После аборта и исчезновения из ее жизни Сережи Покрышкина Вера Салтыкова совершенно изменилась: из веселой, улыбчивой, жизнерадостной девчонки превратилась в странно-тихую, задумчивую и болезненную на вид женщину. Особенно вот этот переход был заметен: из девчонки – в женщину. Ничто, казалось, теперь не радовало ее, не задевало, не вызывало особых эмоций. Даже то, что ей, единственной из всех девчонок, выделили отдельную комнату в коммунальной квартире, даже это прошло как бы мимо ее сознания. (А выделили именно ей по единственной причине – она была признана лучшей молодой рабочей во всем ремонтно-строительном управлении.) Правда, комнату она все-таки посмотрела. Вместе с Ольгой Левинцовой съездили на квартиру, познакомились с соседями. Люди как будто были неплохие: в одной комнате – муж, жена, двое ребятишек, в другой – тоже муж с женой, но пожилые, без детей, третья комната – ее, Верина; комната чистая, теплая, уютная. Вообще квартира была прибранная и ухоженная; широкий коридор; большая светлая кухня. Живи да радуйся. Но Вера сказала Ольге:

– Нет, не могу я здесь…

– Ну почему, что ты? Переберешься, обживешься…

– Да я с ума сойду здесь от одиночества! – чуть ли не всхлипнула Вера. – Ну, приеду, ну, закроюсь здесь, как дура, а дальше что? Реветь целыми вечерами?

– Но не отказываться же от такого рая? – Ольга обвела рукой комнату.

– Для меня тут не рай будет. Ад, – сказала Вера.

– Ну, не век же будешь терзаться по Сереже…

– Оля! – с болью в голосе воскликнула Вера.

– Ладно, ладно, не буду… – Ольга тут же повернула разговор в другую плоскость: – Ну, хорошо, бери ордер, а жить будешь пока с нами.

– Может, вообще от комнаты отказаться?

– Ты что, совсем дура, что ли?

– И уехать домой, на Урал…

– Ага, там ждут тебя не дождутся. Папочка с мачехой. Соглашайся на комнату, пока не поздно!

Ордер получишь, пропишешься, а жить можно где угодно… Мы ведь тебя не прогоняем!

– Ну, зачем, зачем мне жить здесь?!

– А затем, что надо жизнь свою устраивать. Всем надо жизнь устраивать, а не нюни распускать…

На том и порешили пока: ордер Вера получила, в комнате прописалась, а жить продолжала в общежитии, с девчонками, – до лучших времен.

И вот как однажды получилось – возвращается Вера с работы, а около общежития, в скверике, в буквальном смысле валяется Гурий Божидаров. Рядом с ним стоит милиционер, трясет Гурия за плечо.

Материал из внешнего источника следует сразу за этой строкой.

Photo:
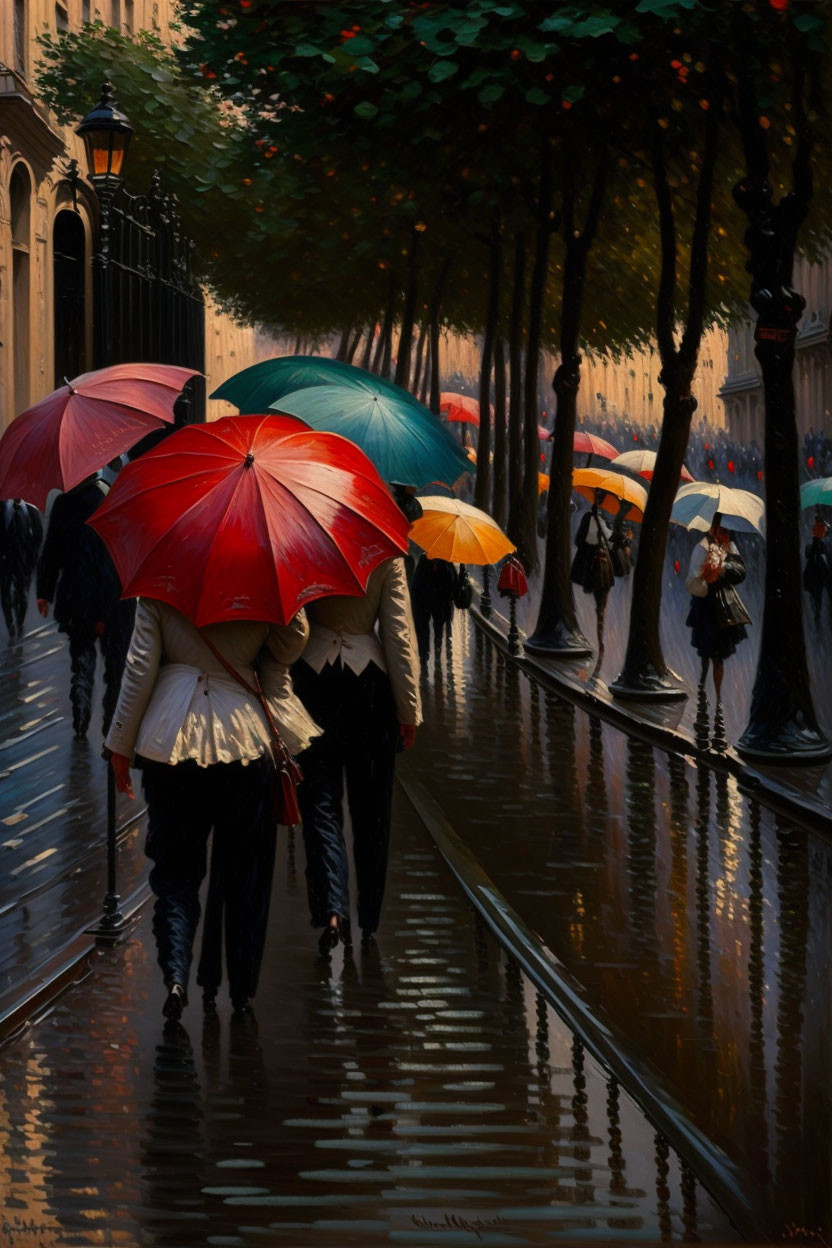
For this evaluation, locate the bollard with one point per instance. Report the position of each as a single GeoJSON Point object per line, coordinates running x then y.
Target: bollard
{"type": "Point", "coordinates": [485, 597]}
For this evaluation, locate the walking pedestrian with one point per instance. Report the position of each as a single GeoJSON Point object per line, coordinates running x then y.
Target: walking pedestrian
{"type": "Point", "coordinates": [434, 587]}
{"type": "Point", "coordinates": [21, 532]}
{"type": "Point", "coordinates": [817, 573]}
{"type": "Point", "coordinates": [593, 565]}
{"type": "Point", "coordinates": [717, 617]}
{"type": "Point", "coordinates": [191, 714]}
{"type": "Point", "coordinates": [76, 574]}
{"type": "Point", "coordinates": [362, 687]}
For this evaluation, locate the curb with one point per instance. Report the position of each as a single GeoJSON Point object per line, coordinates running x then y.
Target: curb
{"type": "Point", "coordinates": [568, 997]}
{"type": "Point", "coordinates": [813, 815]}
{"type": "Point", "coordinates": [65, 969]}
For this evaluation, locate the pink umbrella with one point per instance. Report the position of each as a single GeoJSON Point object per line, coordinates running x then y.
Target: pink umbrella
{"type": "Point", "coordinates": [459, 407]}
{"type": "Point", "coordinates": [84, 424]}
{"type": "Point", "coordinates": [644, 463]}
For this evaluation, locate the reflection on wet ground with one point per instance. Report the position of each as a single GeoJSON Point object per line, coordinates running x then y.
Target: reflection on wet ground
{"type": "Point", "coordinates": [396, 1097]}
{"type": "Point", "coordinates": [696, 919]}
{"type": "Point", "coordinates": [53, 813]}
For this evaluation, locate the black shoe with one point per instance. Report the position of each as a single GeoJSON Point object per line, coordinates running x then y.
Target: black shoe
{"type": "Point", "coordinates": [175, 1004]}
{"type": "Point", "coordinates": [328, 939]}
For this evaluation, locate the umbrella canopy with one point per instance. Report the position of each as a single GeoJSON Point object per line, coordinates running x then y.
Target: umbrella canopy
{"type": "Point", "coordinates": [618, 488]}
{"type": "Point", "coordinates": [816, 493]}
{"type": "Point", "coordinates": [458, 532]}
{"type": "Point", "coordinates": [697, 503]}
{"type": "Point", "coordinates": [260, 387]}
{"type": "Point", "coordinates": [407, 443]}
{"type": "Point", "coordinates": [84, 424]}
{"type": "Point", "coordinates": [643, 463]}
{"type": "Point", "coordinates": [248, 518]}
{"type": "Point", "coordinates": [459, 407]}
{"type": "Point", "coordinates": [590, 444]}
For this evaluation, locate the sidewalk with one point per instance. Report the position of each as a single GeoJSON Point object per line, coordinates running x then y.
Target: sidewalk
{"type": "Point", "coordinates": [419, 1093]}
{"type": "Point", "coordinates": [801, 793]}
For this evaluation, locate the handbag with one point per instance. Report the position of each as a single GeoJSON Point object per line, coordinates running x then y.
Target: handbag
{"type": "Point", "coordinates": [287, 774]}
{"type": "Point", "coordinates": [731, 612]}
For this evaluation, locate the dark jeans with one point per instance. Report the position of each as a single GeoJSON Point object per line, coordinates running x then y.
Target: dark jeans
{"type": "Point", "coordinates": [114, 644]}
{"type": "Point", "coordinates": [359, 736]}
{"type": "Point", "coordinates": [183, 803]}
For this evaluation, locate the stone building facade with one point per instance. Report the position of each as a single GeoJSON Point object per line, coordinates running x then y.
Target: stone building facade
{"type": "Point", "coordinates": [46, 241]}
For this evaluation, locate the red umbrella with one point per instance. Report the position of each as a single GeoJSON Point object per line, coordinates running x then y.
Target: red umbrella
{"type": "Point", "coordinates": [248, 517]}
{"type": "Point", "coordinates": [84, 424]}
{"type": "Point", "coordinates": [590, 444]}
{"type": "Point", "coordinates": [459, 407]}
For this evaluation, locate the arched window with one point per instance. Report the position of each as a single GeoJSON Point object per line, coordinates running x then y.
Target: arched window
{"type": "Point", "coordinates": [69, 270]}
{"type": "Point", "coordinates": [20, 197]}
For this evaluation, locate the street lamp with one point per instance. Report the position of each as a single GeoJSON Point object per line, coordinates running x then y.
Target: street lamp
{"type": "Point", "coordinates": [106, 135]}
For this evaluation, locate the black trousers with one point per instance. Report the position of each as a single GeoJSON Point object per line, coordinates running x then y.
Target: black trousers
{"type": "Point", "coordinates": [183, 803]}
{"type": "Point", "coordinates": [114, 643]}
{"type": "Point", "coordinates": [357, 714]}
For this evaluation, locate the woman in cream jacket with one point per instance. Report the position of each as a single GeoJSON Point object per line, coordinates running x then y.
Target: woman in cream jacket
{"type": "Point", "coordinates": [203, 748]}
{"type": "Point", "coordinates": [362, 687]}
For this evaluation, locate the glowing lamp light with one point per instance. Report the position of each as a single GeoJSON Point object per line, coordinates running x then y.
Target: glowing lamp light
{"type": "Point", "coordinates": [106, 136]}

Первое движение Веры было – проскочить мимо: знать ничего не знаю, видеть ничего не вижу, но тут же глубокая волна стыда окатила ее с ног до головы, даже щеки у Веры, – почувствовала она, – горячо запылали, и она на деревянных ногах развернулась и направилась в сквер, к беседке.

– Что, знаете его? – кивнул милиционер, как бы совсем не удивившись, когда Вера подошла к ним.